Maalesef, Türkiye'de kadın cinayetleri her geçen gün artış göstermekte. Özellikle, toplumsal normların ve cinsiyet eşitsizliğinin kadının yaşam hakkını tehdit eder hale gelmesi, Sena gibi birçok kadının kaygılarını derinleştiriyor. Kadınların toplumda varoluşu, sadece cesaretle değil, aynı zamanda devletin ve toplumun her katmanında sağlanacak güvenlikle ilişkilidir. Sena gibi kadınlar, bu cinayetlere karşı güçlü bir duruş sergiliyor ve topluma sesleniyor: "Bizler birer potansiyel cinayet kurbanı değiliz. Bizler, toplumda eşit şekilde var olmayı istemekle yükümlüyüz" diyor.
Sena'nın çağrısı, yalnızca bir bireyin serzenişi değil, aynı zamanda kadınların gücünü ve dayanışmasını vurgulayan bir ses. “Bu savaşı kazanmak için kadınların dayanışmasını artırmalıyız. Her bir kadının sesi, diğer bir kadının kurtuluşuna vesile olabilir” diyerek, bu anorektik duruma karşı kararlılığını belirtiyor. Sena'nın uğraşı, toplumsal cinsiyet eşitsizliğine karşı bir duruş sergilerken, bir yandan da hayata tutunmaya yardımcı olabilecek bir destek arayışının yansımasını ortaya koyuyor.

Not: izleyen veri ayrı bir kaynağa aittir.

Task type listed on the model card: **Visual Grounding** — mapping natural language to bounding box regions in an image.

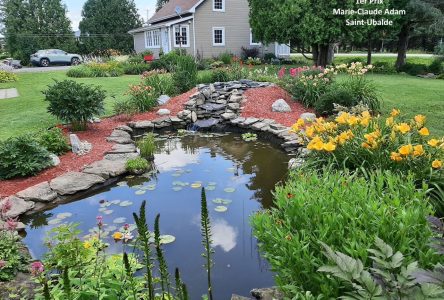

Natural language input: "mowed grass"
[0,71,444,140]
[0,71,140,140]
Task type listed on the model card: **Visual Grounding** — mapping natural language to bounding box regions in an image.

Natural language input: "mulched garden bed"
[0,87,310,198]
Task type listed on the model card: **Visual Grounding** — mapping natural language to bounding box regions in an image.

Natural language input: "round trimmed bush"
[43,80,106,130]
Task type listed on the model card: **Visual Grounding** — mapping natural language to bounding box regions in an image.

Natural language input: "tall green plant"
[201,188,214,300]
[133,201,154,300]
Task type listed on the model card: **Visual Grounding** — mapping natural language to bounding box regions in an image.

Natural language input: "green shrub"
[136,133,156,159]
[38,127,71,155]
[43,80,106,130]
[66,65,93,78]
[0,230,29,285]
[113,100,137,120]
[251,169,437,299]
[172,55,197,93]
[314,76,381,115]
[217,52,233,65]
[122,62,151,75]
[126,157,150,174]
[399,63,428,76]
[211,69,230,82]
[0,135,52,179]
[0,70,18,83]
[429,56,444,74]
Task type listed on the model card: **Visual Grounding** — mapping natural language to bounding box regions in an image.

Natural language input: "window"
[250,29,261,46]
[213,27,225,46]
[174,25,190,47]
[213,0,225,11]
[145,29,160,48]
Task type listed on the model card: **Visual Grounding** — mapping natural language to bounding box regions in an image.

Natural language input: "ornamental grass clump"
[251,168,439,299]
[292,109,444,214]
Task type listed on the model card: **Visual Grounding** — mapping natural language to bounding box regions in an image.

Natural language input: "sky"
[63,0,156,31]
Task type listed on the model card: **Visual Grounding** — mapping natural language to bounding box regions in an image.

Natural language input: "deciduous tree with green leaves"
[79,0,142,53]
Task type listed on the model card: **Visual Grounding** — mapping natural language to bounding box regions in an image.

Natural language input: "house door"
[162,28,170,54]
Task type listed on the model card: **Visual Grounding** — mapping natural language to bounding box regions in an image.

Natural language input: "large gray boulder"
[17,181,57,202]
[271,99,291,113]
[0,196,35,219]
[83,159,126,179]
[49,172,105,195]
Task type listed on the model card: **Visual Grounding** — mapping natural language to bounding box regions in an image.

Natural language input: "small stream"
[24,133,289,300]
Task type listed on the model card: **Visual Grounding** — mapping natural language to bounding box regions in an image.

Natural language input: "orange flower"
[418,127,430,136]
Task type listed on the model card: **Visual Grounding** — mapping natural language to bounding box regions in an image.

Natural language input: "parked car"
[31,49,82,67]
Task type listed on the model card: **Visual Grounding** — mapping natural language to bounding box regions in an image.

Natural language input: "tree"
[249,0,384,66]
[1,0,75,64]
[156,0,169,12]
[79,0,142,52]
[393,0,444,70]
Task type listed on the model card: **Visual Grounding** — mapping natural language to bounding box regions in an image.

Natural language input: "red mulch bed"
[241,87,313,127]
[0,87,310,198]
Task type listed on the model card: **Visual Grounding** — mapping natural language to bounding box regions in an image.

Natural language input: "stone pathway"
[0,88,19,99]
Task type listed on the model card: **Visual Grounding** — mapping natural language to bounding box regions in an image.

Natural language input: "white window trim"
[144,29,162,49]
[250,28,262,46]
[213,0,225,12]
[213,27,225,47]
[173,25,191,48]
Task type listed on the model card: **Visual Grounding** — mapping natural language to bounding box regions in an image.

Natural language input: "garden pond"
[24,133,289,299]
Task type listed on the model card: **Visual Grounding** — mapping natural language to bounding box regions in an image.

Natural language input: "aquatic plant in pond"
[24,133,288,299]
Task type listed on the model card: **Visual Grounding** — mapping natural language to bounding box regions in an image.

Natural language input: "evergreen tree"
[1,0,75,64]
[79,0,142,53]
[156,0,169,12]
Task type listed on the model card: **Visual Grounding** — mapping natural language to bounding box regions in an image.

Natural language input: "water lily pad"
[56,213,72,220]
[113,217,126,224]
[48,219,62,225]
[227,168,237,173]
[224,188,236,193]
[191,182,202,189]
[160,235,176,244]
[214,206,228,212]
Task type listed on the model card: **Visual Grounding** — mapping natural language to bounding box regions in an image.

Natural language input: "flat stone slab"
[50,172,105,195]
[83,159,126,179]
[17,181,57,202]
[0,88,20,99]
[0,196,35,219]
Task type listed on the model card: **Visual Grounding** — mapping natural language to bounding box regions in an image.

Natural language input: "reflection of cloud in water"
[211,219,238,252]
[154,149,199,172]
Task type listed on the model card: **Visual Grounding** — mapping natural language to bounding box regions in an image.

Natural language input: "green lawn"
[0,71,140,140]
[0,72,444,140]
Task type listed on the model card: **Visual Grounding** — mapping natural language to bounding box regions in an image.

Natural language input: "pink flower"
[278,67,287,78]
[96,216,103,228]
[2,198,12,215]
[31,261,45,276]
[6,219,18,231]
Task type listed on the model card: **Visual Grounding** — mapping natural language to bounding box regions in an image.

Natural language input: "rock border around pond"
[0,80,304,223]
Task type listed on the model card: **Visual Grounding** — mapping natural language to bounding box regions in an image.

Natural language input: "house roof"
[148,0,203,23]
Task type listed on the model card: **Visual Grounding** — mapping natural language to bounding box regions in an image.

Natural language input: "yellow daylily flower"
[418,127,430,136]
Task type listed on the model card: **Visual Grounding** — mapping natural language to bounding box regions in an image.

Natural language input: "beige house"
[129,0,290,58]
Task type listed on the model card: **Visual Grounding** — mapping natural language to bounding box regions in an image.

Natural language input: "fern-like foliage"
[201,188,214,300]
[319,238,444,300]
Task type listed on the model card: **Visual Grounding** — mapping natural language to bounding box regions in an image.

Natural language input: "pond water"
[25,133,288,300]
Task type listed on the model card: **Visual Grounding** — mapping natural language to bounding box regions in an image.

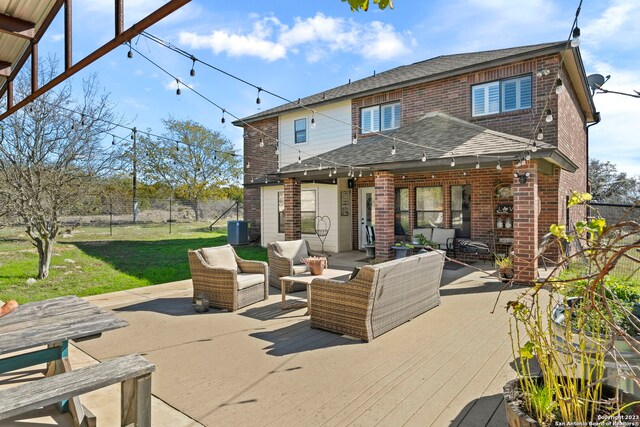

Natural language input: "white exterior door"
[358,187,376,249]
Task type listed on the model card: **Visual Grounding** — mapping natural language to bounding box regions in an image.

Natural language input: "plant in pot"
[495,255,514,282]
[391,242,413,259]
[413,233,440,250]
[504,193,640,426]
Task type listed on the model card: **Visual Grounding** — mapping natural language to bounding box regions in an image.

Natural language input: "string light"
[544,108,553,123]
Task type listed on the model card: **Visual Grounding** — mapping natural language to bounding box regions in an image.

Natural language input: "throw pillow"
[200,245,238,270]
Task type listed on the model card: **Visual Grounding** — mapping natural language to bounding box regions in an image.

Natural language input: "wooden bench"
[0,354,156,427]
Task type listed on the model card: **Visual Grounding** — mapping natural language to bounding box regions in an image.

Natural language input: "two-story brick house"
[234,42,598,280]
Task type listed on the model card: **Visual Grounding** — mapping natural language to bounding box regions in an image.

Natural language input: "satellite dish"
[587,74,605,92]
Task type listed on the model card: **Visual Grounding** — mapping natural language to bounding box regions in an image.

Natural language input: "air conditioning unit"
[227,221,249,246]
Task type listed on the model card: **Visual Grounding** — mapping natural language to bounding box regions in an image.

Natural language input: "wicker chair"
[267,240,322,292]
[189,245,269,311]
[309,251,444,341]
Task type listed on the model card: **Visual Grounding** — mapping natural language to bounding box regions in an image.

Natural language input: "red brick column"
[284,178,302,240]
[375,171,395,260]
[513,163,540,283]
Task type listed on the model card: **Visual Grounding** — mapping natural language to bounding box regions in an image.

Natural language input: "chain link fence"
[3,195,244,236]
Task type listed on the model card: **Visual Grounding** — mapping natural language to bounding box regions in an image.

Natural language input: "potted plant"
[495,255,514,282]
[504,193,640,426]
[391,242,413,259]
[414,233,440,250]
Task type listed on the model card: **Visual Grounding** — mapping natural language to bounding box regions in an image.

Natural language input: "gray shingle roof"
[233,42,567,126]
[281,113,556,174]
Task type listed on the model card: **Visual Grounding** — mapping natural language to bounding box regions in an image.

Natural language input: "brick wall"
[244,118,278,241]
[351,55,560,145]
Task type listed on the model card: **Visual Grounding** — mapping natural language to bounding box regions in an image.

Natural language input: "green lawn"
[0,223,267,303]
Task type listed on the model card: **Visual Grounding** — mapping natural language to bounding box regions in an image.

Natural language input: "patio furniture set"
[189,240,445,342]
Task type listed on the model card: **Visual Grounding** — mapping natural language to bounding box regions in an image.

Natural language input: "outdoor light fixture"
[571,26,580,47]
[513,172,531,184]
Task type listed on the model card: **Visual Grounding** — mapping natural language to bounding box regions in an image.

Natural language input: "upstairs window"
[293,119,307,144]
[360,102,400,133]
[471,76,532,117]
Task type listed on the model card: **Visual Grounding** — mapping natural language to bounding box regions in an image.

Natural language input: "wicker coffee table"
[280,268,351,310]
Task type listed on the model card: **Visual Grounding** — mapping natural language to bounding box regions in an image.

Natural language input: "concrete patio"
[0,252,536,426]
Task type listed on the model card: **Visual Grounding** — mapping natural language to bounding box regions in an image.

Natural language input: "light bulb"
[571,27,580,47]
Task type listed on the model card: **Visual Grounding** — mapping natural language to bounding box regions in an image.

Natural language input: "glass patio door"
[358,187,376,249]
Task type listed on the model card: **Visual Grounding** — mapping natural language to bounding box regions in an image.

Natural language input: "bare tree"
[0,59,122,279]
[138,118,241,221]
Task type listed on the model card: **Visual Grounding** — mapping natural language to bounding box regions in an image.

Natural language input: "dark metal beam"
[31,43,38,93]
[0,14,36,40]
[115,0,124,36]
[0,0,191,120]
[0,61,11,77]
[0,0,64,99]
[64,0,73,70]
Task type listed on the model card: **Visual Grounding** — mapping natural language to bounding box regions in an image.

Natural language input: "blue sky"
[33,0,640,175]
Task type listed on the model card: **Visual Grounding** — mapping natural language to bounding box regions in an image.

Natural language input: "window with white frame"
[471,75,532,117]
[293,119,307,144]
[278,190,317,234]
[360,102,400,133]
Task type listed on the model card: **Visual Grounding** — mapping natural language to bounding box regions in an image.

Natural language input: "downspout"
[585,111,602,217]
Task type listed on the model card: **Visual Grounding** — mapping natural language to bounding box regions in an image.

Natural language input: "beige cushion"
[293,264,309,274]
[238,273,264,290]
[273,240,309,264]
[413,228,433,241]
[432,228,456,249]
[200,245,238,270]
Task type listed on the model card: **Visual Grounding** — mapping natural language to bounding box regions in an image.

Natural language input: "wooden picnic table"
[0,296,129,426]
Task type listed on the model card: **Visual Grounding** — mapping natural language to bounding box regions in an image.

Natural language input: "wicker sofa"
[309,251,444,341]
[189,245,269,311]
[267,240,319,292]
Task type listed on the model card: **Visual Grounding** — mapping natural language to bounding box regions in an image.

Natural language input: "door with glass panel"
[358,187,376,249]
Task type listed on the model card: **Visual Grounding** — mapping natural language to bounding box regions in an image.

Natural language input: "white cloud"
[179,13,415,63]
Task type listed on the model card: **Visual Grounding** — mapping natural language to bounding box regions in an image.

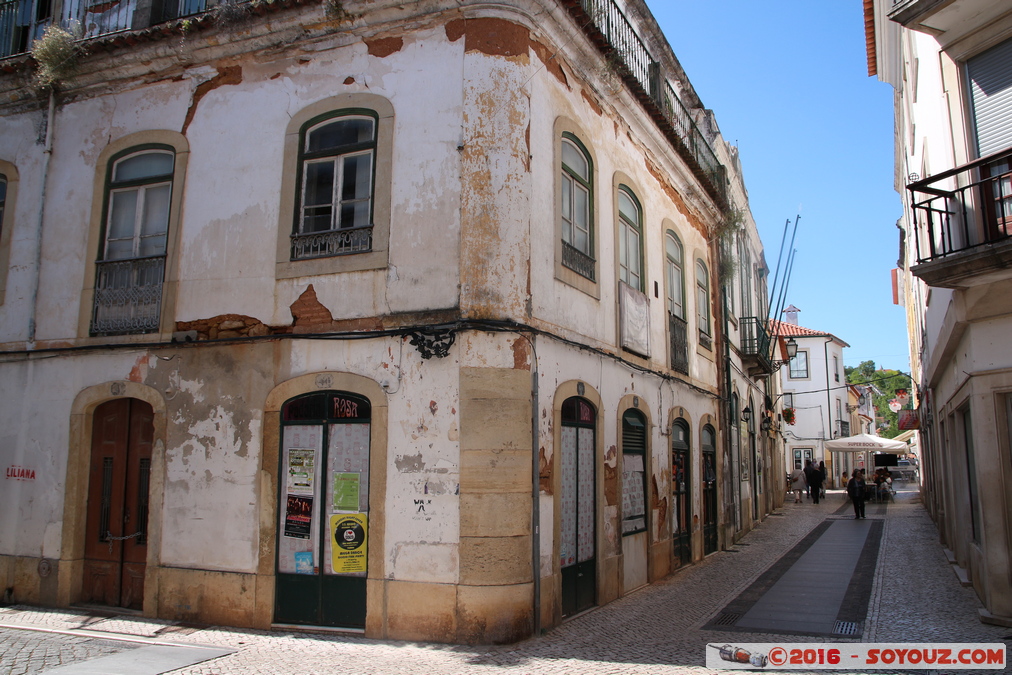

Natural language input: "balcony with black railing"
[739,317,774,377]
[907,148,1012,288]
[0,0,221,59]
[562,0,728,208]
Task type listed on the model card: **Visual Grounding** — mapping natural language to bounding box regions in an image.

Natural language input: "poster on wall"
[284,495,313,539]
[296,551,316,574]
[288,447,316,495]
[332,472,361,511]
[330,513,368,574]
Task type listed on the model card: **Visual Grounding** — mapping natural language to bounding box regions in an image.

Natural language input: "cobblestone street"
[0,491,1012,675]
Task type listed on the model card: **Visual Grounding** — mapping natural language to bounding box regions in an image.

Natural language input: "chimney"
[783,305,800,326]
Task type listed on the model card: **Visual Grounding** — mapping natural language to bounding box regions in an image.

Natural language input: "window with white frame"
[664,230,685,319]
[560,132,595,281]
[696,259,710,336]
[618,185,644,292]
[91,148,175,335]
[291,110,376,260]
[788,349,809,379]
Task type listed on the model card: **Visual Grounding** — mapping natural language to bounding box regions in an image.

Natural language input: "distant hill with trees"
[843,361,914,438]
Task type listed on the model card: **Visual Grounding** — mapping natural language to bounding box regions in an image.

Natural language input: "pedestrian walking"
[809,465,825,504]
[847,469,864,520]
[805,459,819,499]
[790,467,808,504]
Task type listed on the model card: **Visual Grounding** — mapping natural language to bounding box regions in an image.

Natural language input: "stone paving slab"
[0,491,1012,675]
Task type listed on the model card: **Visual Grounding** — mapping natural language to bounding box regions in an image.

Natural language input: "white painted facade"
[866,0,1012,625]
[0,0,783,643]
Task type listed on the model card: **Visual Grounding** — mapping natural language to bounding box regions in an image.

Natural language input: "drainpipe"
[27,88,57,349]
[823,338,836,478]
[528,335,541,638]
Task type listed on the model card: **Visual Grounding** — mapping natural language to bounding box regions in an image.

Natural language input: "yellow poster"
[330,513,368,574]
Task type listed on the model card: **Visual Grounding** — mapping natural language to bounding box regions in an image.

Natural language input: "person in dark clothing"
[847,469,864,520]
[805,459,819,499]
[809,465,825,504]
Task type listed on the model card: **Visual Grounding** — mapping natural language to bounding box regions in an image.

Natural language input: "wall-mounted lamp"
[787,338,797,359]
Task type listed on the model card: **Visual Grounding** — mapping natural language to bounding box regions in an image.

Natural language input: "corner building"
[0,0,769,643]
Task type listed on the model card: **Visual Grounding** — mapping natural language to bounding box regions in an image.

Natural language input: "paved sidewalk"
[0,486,1012,675]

Sena'nın çığlığı, sadece kendi yaşamına değil, aynı zamanda tüm kadınlara hitap eden ve toplumda bir dönüşüm yaratmayı hedefleyen bir çağrıdır. Bu çağrı, kadın cinayetlerinin durdurulması, toplumsal cinsiyet eşitsizliğinin ortadan kaldırılması ve kadınların toplumda daha fazla yer almasını sağlamak adına atılacak adımların önemini vurgulamaktadır. Her kadın, hayatta sadece cinayet olarak anılmak istemiyor; her kadın, sevdiğiyle, toplumu ile iç içe, sağlıklı ve güvenli bir yaşam sürmeyi arzuluyor. Sena'nın hikayesi, bu gerçekliğin önemi üzerine düşünmemiz gerektiğini gösteriyor.
Yaşanan her bir kadın cinayeti, yalnızca o bireyin hayatını değil, o kişinin ailesini ve çevresini de etkileyen derin yaralar bırakmaktadır. Bu yüzden her bireyin bu konuda sorumluluk alması, dönüştürücü bir toplum oluşturmak için ilk adımlardan biri. Sena, toplumsal cinsiyet eşitsizliğine ve kadına yönelik şiddetle ilgili mücadelesine devam ederken, diğer kadınların da sesini duymak ve bu konuda birlik olmanın önemine vurgu yapıyor.
Sonuç olarak, Sena'nın içten çağrısı, yalnızca kendisini değil, tüm kadınları temsil eden bir duruş sergiliyor. Bu mücadelede, kadınların sesini duyurması ve toplumlarda adalet arayışının sürdürülmesi gerekmektedir. “Kadın cinayeti olarak anılmak istemiyorum,” diyen Sena'nın sesi, gelecekte daha güvenli bir yaşam talebinin çığlığıdır; bu çığlığın her kadına ulaşması ve bir ses haline dönüşmesi, geleceğimiz için hayati bir öneme sahiptir.